Talvez pela idade, talvez pelo meu repúdio a qualquer tipo de charlatanismo, guardei um pensamento de Aldous Huxley que divulgo de vez em quando: “Dizem que é o medo da morte, e do que vem depois da morte, que leva os homens a voltar-se para a religião à medida que os anos se acumulam”.

Embora arreligioso, fica longe de mim qualquer pensamento antirreligioso; obrigo-me, porém, a criticar a pregação ilusória de futuras benesses post mortem encontradas nos estudos da religião escandinava que promete o Walhalla, com bebedeiras de hidromel ao lado de lindas mulheres.

O futuro dos mortos também dá prêmios no complexo religioso judaico-cristão. O misticismo rabínico afirma que as almas são imperecíveis e promete a reencarnação dando outro corpo para a “alma dos bons”, enquanto os maus vão para a “Gehenna” – o “Inferno” – onde serão julgados.

As vertentes protestantes seguem mais ou menos a pregação do judaísmo, e a Igreja Católica tem um postulado que vê a morte como uma passagem para os que seguirem Jesus Cristo conquistarem a vida eterna ao lado de Deus.

O Islamismo abre recompensas valiosas para os que se entregaram aos ensinamentos do Profeta. A Surata 56, versos de 12 a 39, do Alcorão, descreve o paraíso que os espera como: – “Nos Jardins da Delícia. Uma multidão dos primeiros (profetas e povos que os seguiram). E um pouco dos derradeiros (os seguidores do profeta Maomé). Estarão sobre leitos de tecidos ricamente bordados; neles reclinados, frente a frente (…) E haverá húris (virgens) de belos grandes olhos, iguais a pérolas resguardadas, em recompensa do que fizeram para Alah “.
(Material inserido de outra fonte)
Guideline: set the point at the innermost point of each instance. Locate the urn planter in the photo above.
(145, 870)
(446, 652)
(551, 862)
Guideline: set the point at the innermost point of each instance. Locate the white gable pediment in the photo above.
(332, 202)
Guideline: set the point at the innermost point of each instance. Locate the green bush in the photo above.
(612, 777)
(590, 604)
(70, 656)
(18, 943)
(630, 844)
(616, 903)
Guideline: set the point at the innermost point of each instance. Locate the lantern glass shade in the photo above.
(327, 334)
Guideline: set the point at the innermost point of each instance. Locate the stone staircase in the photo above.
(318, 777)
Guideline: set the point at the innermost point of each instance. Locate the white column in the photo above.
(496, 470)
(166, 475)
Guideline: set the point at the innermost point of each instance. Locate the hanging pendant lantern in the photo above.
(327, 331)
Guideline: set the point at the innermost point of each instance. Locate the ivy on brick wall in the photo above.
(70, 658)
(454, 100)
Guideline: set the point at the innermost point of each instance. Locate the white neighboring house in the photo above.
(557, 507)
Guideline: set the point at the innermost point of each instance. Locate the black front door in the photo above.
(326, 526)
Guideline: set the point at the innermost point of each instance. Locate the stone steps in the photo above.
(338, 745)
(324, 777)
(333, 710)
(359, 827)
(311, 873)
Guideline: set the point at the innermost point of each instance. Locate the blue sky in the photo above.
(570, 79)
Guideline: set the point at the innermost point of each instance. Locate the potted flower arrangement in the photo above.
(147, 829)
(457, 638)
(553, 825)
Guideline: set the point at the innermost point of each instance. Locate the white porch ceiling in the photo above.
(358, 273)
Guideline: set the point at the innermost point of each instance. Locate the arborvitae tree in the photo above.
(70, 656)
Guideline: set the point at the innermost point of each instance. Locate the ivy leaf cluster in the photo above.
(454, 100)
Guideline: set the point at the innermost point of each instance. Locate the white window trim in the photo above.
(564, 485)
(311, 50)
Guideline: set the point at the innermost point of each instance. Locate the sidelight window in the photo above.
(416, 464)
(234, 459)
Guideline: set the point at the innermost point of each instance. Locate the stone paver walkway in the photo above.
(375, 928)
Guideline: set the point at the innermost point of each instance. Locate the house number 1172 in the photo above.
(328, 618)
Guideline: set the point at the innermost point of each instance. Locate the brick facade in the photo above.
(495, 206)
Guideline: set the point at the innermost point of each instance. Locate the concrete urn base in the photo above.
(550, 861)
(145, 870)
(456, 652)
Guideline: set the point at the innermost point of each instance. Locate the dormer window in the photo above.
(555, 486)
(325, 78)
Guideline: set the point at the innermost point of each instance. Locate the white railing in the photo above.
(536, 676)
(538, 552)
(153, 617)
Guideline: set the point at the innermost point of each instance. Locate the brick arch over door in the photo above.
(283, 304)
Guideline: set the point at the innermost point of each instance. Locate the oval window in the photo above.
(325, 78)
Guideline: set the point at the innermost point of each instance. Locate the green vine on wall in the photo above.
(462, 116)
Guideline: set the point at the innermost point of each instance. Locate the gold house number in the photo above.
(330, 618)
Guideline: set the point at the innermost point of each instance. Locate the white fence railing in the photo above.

Sentar-se frente a Deus nem se fale! O catolicismo medieval oferecia a maravilhosa companhia com as onze mil virgens de Santa Úrsula para o devoto que pagasse por isto; e, em paralelo, a visão “pagã” de um futuro radioso para o defunto escrito nos astros nos astros, como os astrólogos preveem para seus consulentes.

A comercialização do futuro sobrenatural é altamente rendosa. Nova Iorque, a capital do Mundo Ocidental, abriga nada mais nada menos do que 110 mil centros espíritas e congêneres, prometendo contato com pessoas mortas. Tivemos um exemplo disto num filme de 1990,  “Ghost: Do outro lado da vida”, dirigido por Jerry Zucker e estrelado por Patrick Swayze, Demi Moore, Tony Goldwyn, Rick Aviles e Whoopi Goldberg.

Englobando no roteiro drama, fantasia, mistério, romance e suspense, a película conta a história do espírito de um bancário assassinado que consegue ser ouvido por uma mirabolante “consultora espiritual”; e esta, por sua vez, se revela como médium auditiva.

Oda Mae Brown, interpretada por Whoopi Goldberg, rendeu o Oscar para ela; e nos mostrou a existência do sistema comercial da “assistência mística” para os que são atraídos pelo sobrenatural.

Entre os vivos, de pés no chão, as religiões guerreiam entre si, e sufocaram as heresias dos seus crentes no passado, punindo-os a ferro e fogo. Vale a pena relembrar o caso do papa Inocêncio 3º e seu emissário Simon de Monfort, que foi combater os albingenses. Simon perguntou o que fazer com os que não participaram do movimento…. E o Pontífice ordenou – “Mate-os todos; Deus saberá escolher os seus”.

Futuro duvidoso este, sem dúvida. Melhor faziam os índios guaranis acreditando que desejar a morte de alguém é prolongar-lhe a vida, uma crença repudiada pelos comerciantes dos óbitos.

Neste prolongamento lembramos a anedota do papa-defunto que indagado como iam os negócios, respondeu:

– “Ruins, estou quase indo à falência; esta desgraçada invenção de antibióticos e vacinas adiam cada vez mais a morte…”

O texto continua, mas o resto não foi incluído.